Ориентируясь по Полярной звезде, гребли на север, к финскому берегу. Там, только там, оставалась та «соломинка», за которую еще можно было ухватиться. Правда, в финских шхерах тоже далеко небезопасно. Хотя Финляндия и заключила перемирие с Светским Союзом и ее войска не стреляли по нашим, на территории страны оставалось еще немало фашистского отребья, встреча с которым не сулила ничего хорошего.
– Тише!… Тихо, ребята! – громким шепотом воскликнул Локалов, вглядываясь в ночную тьму. – Слышу, кажется, шум кораблей.
Гусман и Юрий притихли, подняли весла. Слышно было как, звеня, стекает с них вода. И в этот звон, все усиливаясь, вошел отчетливый рокот мотора сторожевого катера. Но ночь укрыла их надежно, и вскоре этот звук смолк вдали.
Перед рассветом ветер усилился, волны стали выше и круче, резиновую лодку бросало как щепку. Косматые гребни перехлестывали через борт. Пытались вычерпывать воду пригоршнями, но это ничего не давало, так как очередной вал сводил их усилия на нет, добавляя воды много больше, чем им удавалось вычерпать. В ход пошли сапоги. Даже Локалов, превозмогая боль, пытался помогать, но, работая одной рукой, едва не выронил сапог, и Мифтахутдинов сказал:
– Ладно, Глеб, не надо. Мы как-нибудь вдвоем… Ты лучше держи мех и весла, чтобы не смыло.

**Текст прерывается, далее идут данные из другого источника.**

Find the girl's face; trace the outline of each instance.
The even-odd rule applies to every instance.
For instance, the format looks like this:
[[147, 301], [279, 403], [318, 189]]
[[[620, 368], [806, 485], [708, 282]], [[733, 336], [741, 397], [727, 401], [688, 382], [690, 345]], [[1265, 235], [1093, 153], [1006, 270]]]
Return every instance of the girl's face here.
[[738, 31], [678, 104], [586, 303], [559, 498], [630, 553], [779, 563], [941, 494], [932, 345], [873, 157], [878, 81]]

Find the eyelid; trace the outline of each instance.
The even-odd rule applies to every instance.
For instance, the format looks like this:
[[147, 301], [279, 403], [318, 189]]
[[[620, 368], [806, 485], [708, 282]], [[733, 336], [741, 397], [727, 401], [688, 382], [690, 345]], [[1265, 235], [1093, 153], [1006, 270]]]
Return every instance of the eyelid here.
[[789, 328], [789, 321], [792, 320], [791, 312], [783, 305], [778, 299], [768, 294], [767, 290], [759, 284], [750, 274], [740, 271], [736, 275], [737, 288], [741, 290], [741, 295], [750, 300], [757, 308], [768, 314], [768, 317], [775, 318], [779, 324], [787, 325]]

Подкрался рассвет, и ветер вдруг утих, волны уменьшились и уже не перехлестывали через борт. Рваные клочья тумана проносились над лодкой. Он становился все гуще и гуще и постепенно накрыл все вокруг плотным пологом. Стало тихо-тихо. Они потеснее сбились в середине лодки, согревая друг друга общим теплом. Мифтахутдинов закрыл глаза и сразу будто бы погрузился в другой мир. Казалось ему, что идет он по своему лубянскому бору в родной Татарии, а на пути – боровики, подосиновики, маслята сами просятся в руки, а у него и так уже полна корзинка, и брать некуда, а не брать жалко. Он нагибается, протягивает руку и … видение исчезает, перед глазами – молочная пелена тумана.

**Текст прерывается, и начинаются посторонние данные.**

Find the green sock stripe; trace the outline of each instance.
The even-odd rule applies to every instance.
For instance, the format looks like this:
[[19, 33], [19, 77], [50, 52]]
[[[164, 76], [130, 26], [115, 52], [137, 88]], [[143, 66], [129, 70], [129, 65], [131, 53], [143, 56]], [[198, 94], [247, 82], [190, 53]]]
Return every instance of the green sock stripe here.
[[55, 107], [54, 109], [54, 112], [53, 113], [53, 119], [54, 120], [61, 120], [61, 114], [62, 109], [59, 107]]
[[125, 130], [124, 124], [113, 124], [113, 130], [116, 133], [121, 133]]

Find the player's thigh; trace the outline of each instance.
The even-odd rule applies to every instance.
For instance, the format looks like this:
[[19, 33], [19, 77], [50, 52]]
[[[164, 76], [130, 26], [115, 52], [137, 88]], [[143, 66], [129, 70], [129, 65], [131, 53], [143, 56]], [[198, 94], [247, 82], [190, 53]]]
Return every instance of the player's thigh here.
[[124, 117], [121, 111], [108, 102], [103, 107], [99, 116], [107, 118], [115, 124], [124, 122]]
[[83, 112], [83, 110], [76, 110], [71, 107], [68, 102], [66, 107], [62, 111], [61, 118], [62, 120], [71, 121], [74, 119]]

Встрепенулся вдруг Локалов, прислушался.
– Ты чего? – спросил Мифтахутдинов.
– Вроде опять тарахтит…
Прислушались. Нет. Тихо.
Каждый побывавший в бою солдат знает, что тишина на войне бывает страшнее самой яростной атаки. Она угнетает, пугает своей непредсказуемостью. Они так же понимали, что эта непрочная тишина может в любую минуту взорваться треском мотора сторожевика, стрельбой и смертью.

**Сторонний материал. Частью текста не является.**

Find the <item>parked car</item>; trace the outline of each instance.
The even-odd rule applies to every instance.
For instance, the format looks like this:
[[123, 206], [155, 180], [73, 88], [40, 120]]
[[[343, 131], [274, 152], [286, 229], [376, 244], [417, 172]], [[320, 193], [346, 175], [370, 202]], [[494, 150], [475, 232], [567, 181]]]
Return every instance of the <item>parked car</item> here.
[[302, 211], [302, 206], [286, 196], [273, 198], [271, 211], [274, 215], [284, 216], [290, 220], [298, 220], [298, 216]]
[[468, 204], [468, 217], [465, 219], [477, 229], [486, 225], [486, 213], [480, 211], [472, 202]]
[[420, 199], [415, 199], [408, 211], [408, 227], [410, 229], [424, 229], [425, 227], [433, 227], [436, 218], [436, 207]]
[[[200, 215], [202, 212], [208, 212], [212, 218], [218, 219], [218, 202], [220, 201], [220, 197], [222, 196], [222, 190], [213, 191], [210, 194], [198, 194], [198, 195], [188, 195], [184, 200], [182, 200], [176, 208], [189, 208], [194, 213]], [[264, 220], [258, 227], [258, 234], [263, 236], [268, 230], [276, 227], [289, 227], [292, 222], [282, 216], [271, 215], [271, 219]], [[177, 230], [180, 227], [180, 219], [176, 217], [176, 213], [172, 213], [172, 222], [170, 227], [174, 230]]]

– Что, если нарвемся на немцев? – Аксенов высказал вслух вопрос, который у каждого из них был в голове с того самого момента, когда их «Бостон» неуклюже плюхнулся в воду.
– У нас на всех один пистолет и к нему шестнадцать патронов, – невесело сказал Мифтахутдинов. – На первый случай хватит.
Почему после аварийного приводнения пистолет оказался только у летчика, установить не удалось. При вылете на боевое задание у каждого пистолет был в кобуре на поясном ремне.
– Тринадцать – для фашистов, последние три – для нас, – подхватил Аксенов.
– Плена, во всяком случае, не будет, – прошептал воспаленными губами Локалов.
– Комсомольцы в плен не сдаются! – резюмировал Мифтахутдинов.
– Ну, раз командир заговорил лозунгами, значит на нашем корабле боеготовность номер один, – не удержался от подначки Аксенов. И все улыбнулись этой шутке, а вернее тому, что все, не сговариваясь пришли к одному и тому же решению. Они готовы были, не колеблясь, разделить одну и ту же участь и, поняв это, стали друг другу еще ближе и роднее.
К полудню туман рассеялся, поднялся выше, а затем и вовсе исчез. Пригрело солнышко, проснулась надежда согреться и подсушить свое обмундирование. Кругом простиралось безмолвное, пустынное море. Они были одни в этом необъятном пространстве, где некуда укрыться, негде спрятаться. Теперь встреча с неприятельским кораблем или катером могла оказаться роковой.
Слегка обогревшись, они задремали, а может просто впали в забытье. Мифтахутдинов вдруг встрепенулся: почудилось, будто слышит детские голоса. Кричали действительно рядом, но это были невесть откуда взявшиеся чайки. Они летали кругами над лодкой, садились неподалеку на воду, а затем поднялись и улетели к северу.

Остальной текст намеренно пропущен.